Tuesday, August 01, 2006

Tuesday in Seoul

My time here is measured in people visited rather than places visited, the way you'd expect when you come home. I came home quite late last ninght, and so woke up late to a phone call from my friend Yura, and scurried out soon afterwards to meet her. We met at the newly uncovered Chonggye stream, which was cemented over a couple decades ago. About four years ago, it was decided that the overpass following the waterway through the city should be destroyed and the stream uncovered again. It was a radical idea, but the somewhat dictatorial mayor pushed it through, and now it has become a beautiful slender oasis through Seoul, with rushes growing on the sides of the banks, and two cement walkways flanking the waterway for its length. The businesses that were eventually removed to effect this put up a fight, but people are now saying that the mayor should run for president -- which is what he is planning to do.

Yura got married last month to a friend she's known for 9 years, whom she dated for a few years, whose heart she broke when she broke it off, and for whom she suddenly developed feelings last year around when I saw her last. In the intervening 11 months, she had a talk with him that wasn't very satisfying, she went to Canada for a long-planned graduate degree, they talked some more, reached an understanding, she moved back to Korea, and they got married. And she looks absolutely marvelous and happy. At 36, she's got no illusions about marriage or herself or her new husband, and rather than becoming someone different, it's like she brought something to her life that has made it more full and rich. It was lovely to see her.

She also made an appointment for me at her hair stylist, which she has done for the past two years, and tomorrow I go for my annual hair cut and perm. Hee!

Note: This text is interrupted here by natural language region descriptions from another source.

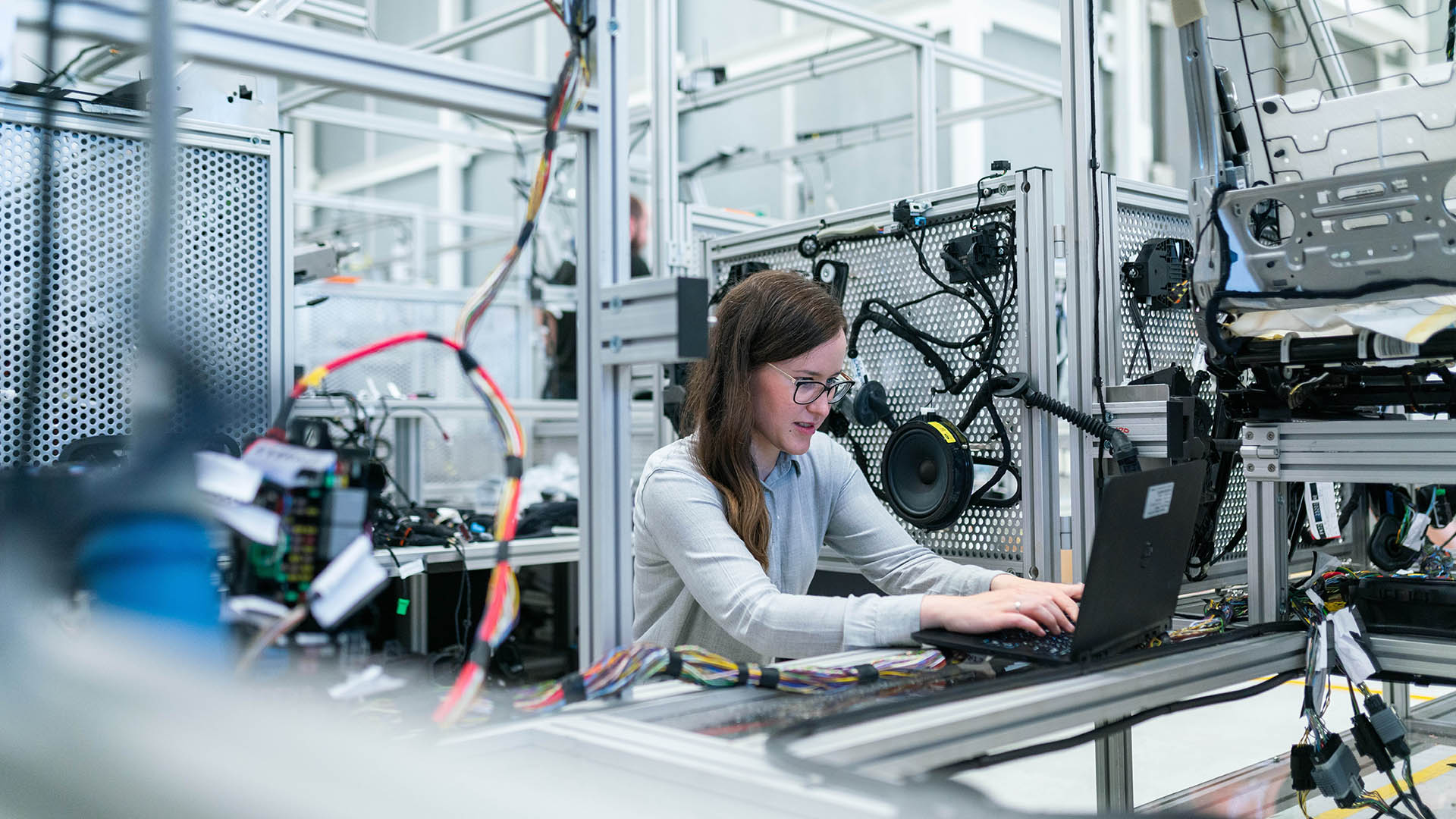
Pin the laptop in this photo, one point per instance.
(1134, 573)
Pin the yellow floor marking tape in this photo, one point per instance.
(1388, 792)
(1347, 689)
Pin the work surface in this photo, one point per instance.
(858, 751)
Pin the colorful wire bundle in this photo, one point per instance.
(503, 598)
(574, 76)
(626, 667)
(503, 601)
(1219, 614)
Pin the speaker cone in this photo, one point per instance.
(927, 471)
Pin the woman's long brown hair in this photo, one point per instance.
(770, 316)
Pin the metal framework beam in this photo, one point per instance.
(778, 76)
(1085, 190)
(226, 38)
(915, 741)
(438, 42)
(874, 133)
(886, 28)
(367, 205)
(603, 388)
(402, 127)
(325, 11)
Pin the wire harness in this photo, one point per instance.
(629, 665)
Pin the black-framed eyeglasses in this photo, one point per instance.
(807, 391)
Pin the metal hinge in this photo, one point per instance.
(1260, 450)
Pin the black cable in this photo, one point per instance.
(1142, 334)
(987, 760)
(1097, 248)
(34, 381)
(64, 71)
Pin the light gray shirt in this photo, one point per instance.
(696, 583)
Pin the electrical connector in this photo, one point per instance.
(1337, 773)
(1302, 767)
(1388, 726)
(1367, 742)
(910, 213)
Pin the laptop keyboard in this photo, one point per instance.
(1050, 645)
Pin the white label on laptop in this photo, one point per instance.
(1159, 500)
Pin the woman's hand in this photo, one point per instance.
(1014, 602)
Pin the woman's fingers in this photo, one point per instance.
(1066, 604)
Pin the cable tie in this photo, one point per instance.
(573, 689)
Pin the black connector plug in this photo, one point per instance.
(910, 213)
(873, 406)
(1302, 767)
(1388, 726)
(1337, 773)
(1367, 742)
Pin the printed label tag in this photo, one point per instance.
(1159, 500)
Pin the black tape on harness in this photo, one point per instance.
(573, 689)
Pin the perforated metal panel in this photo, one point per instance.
(886, 267)
(221, 287)
(1169, 334)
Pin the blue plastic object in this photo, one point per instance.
(155, 564)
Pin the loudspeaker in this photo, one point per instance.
(928, 471)
(1388, 553)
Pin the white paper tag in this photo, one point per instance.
(1353, 656)
(1321, 510)
(1326, 563)
(411, 569)
(1159, 500)
(281, 463)
(1416, 534)
(366, 682)
(347, 583)
(228, 477)
(256, 523)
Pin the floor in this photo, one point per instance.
(1180, 751)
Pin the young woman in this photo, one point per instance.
(728, 522)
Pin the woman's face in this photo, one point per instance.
(778, 422)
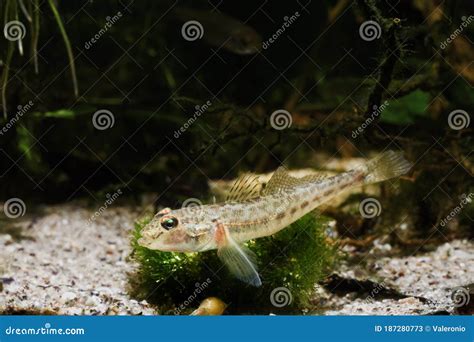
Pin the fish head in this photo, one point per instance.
(180, 230)
(244, 41)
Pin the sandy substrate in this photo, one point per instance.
(67, 266)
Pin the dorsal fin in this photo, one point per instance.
(281, 181)
(244, 188)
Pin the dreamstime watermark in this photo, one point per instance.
(280, 297)
(199, 110)
(103, 119)
(14, 30)
(111, 198)
(5, 264)
(370, 208)
(370, 30)
(22, 110)
(193, 206)
(465, 200)
(375, 113)
(110, 22)
(14, 208)
(459, 119)
(459, 296)
(288, 22)
(197, 291)
(192, 30)
(281, 119)
(466, 21)
(46, 330)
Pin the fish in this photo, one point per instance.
(253, 211)
(221, 30)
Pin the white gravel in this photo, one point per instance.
(67, 266)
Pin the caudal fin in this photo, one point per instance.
(387, 165)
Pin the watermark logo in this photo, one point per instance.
(103, 119)
(14, 30)
(288, 21)
(459, 119)
(281, 297)
(460, 296)
(197, 291)
(281, 119)
(465, 200)
(21, 110)
(370, 208)
(377, 110)
(14, 208)
(192, 30)
(370, 30)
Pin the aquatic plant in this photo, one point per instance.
(291, 263)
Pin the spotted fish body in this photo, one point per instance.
(265, 216)
(251, 213)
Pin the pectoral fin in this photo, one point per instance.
(239, 260)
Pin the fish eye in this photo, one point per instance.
(169, 223)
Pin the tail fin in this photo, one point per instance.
(387, 165)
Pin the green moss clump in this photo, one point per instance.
(296, 258)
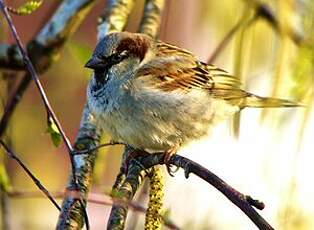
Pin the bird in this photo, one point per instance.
(155, 96)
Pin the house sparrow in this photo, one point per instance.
(157, 97)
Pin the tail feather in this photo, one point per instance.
(252, 100)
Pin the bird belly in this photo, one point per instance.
(157, 121)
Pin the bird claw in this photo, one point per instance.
(167, 156)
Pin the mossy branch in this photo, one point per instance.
(71, 216)
(244, 202)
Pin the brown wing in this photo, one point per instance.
(176, 69)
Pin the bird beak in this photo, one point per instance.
(95, 63)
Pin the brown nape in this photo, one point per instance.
(136, 46)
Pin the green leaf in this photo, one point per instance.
(27, 8)
(55, 135)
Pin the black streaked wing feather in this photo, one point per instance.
(176, 69)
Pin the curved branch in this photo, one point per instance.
(245, 203)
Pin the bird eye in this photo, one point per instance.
(118, 57)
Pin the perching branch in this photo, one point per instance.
(245, 203)
(114, 19)
(43, 49)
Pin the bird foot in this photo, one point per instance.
(167, 156)
(131, 156)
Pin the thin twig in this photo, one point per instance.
(44, 98)
(12, 155)
(43, 49)
(93, 198)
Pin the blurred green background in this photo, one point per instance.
(272, 159)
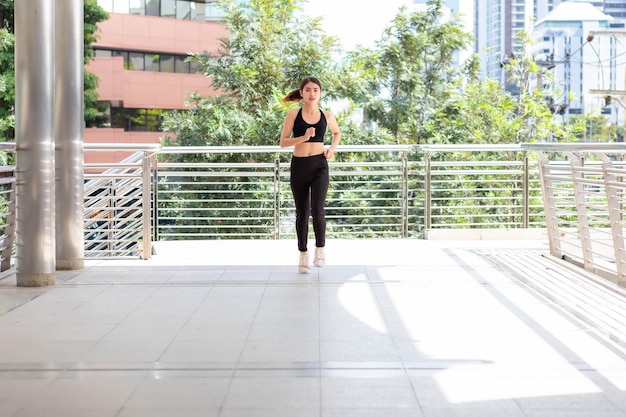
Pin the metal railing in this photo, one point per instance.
(376, 191)
(584, 194)
(7, 210)
(118, 203)
(161, 193)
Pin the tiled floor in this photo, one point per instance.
(390, 328)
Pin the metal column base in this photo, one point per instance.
(35, 280)
(70, 264)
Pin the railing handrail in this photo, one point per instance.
(619, 147)
(278, 149)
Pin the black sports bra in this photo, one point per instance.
(300, 127)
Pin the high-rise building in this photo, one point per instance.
(140, 62)
(496, 27)
(579, 63)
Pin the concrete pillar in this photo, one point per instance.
(34, 132)
(68, 134)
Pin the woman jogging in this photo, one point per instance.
(304, 129)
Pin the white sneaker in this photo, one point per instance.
(320, 257)
(303, 263)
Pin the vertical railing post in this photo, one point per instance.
(147, 209)
(9, 231)
(427, 193)
(615, 218)
(584, 232)
(526, 193)
(277, 186)
(549, 205)
(405, 195)
(155, 200)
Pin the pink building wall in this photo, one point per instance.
(145, 89)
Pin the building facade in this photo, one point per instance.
(140, 62)
(577, 62)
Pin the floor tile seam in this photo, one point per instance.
(184, 325)
(577, 274)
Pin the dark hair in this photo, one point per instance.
(294, 95)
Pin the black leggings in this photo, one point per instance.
(309, 185)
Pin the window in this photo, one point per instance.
(152, 8)
(198, 11)
(107, 5)
(151, 62)
(135, 61)
(168, 8)
(138, 7)
(181, 66)
(167, 63)
(120, 6)
(137, 120)
(183, 10)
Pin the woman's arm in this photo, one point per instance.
(286, 140)
(334, 127)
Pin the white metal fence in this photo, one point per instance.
(575, 191)
(584, 195)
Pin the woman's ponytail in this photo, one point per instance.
(293, 95)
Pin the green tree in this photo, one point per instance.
(93, 14)
(268, 51)
(410, 73)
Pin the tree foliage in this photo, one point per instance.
(411, 73)
(268, 51)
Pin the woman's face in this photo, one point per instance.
(311, 93)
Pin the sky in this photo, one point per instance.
(354, 22)
(361, 22)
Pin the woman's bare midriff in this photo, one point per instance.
(308, 149)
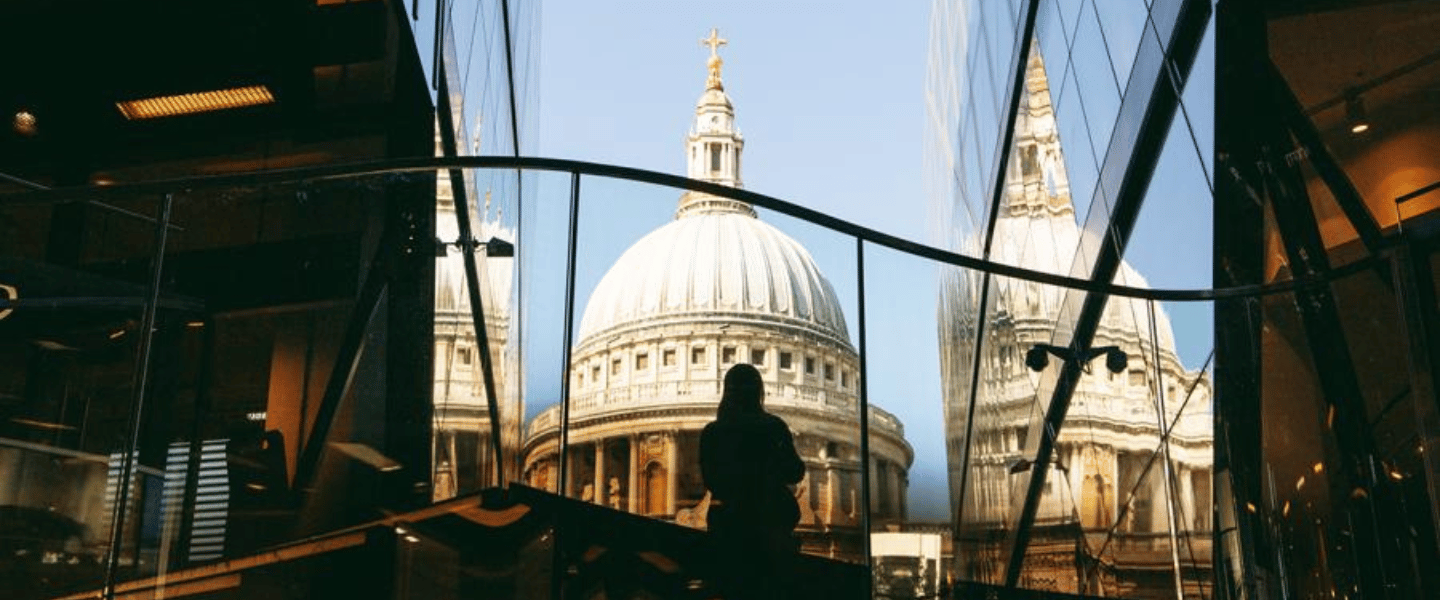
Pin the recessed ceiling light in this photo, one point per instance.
(189, 104)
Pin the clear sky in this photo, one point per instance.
(830, 98)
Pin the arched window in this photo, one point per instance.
(654, 492)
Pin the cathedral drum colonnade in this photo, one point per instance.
(709, 289)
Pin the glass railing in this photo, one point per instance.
(275, 358)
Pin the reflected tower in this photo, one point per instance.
(1103, 524)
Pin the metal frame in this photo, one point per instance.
(137, 403)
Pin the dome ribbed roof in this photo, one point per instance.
(710, 265)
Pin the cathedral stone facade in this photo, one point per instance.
(713, 288)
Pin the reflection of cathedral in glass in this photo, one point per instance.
(712, 288)
(1103, 524)
(462, 453)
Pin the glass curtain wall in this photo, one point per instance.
(1079, 423)
(484, 76)
(1334, 417)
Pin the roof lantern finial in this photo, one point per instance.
(714, 42)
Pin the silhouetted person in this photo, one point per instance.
(748, 461)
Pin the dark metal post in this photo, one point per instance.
(569, 318)
(864, 415)
(192, 471)
(130, 449)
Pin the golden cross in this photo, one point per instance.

In the evening, I went with my dad to see my cousin Jung-ho in the hospital, after his surgery this morning. My grandmother had slept there last night, and she was there when we got there. I always feel a little tongue-tied around my cousin, since he speaks less English than I do Korean (which isn't much), but we got to talking and laughing when his sister Jung-un arrived, who is more fluent in English, and with whom I can speak a jumble of English and Korean. We stayed there a little over two hours. I told them about impending babies in my life (not mine! other people's), went through Jung-un's purse and tried her lip gloss (Bobbi Brown -- very nice), examined each other's phones (Jung-ho's can play music, take pictures, launch nuclear missiles, and make toast, among other things), talked about this or that, sometimes sat silently, and generally spent the kind of time you spend with family.

I think Jung-ho, who is a year and 9 months younger than I am, will be fine (knock on wood). My older cousin is undergoing surgery for something more serious tomorrow, but in a hospital farther away.

I'm in Seoul once a year, and have come this year during a week where two of my cousins are in the hospital. What are the chances? Dear lord, I hope they're both okay.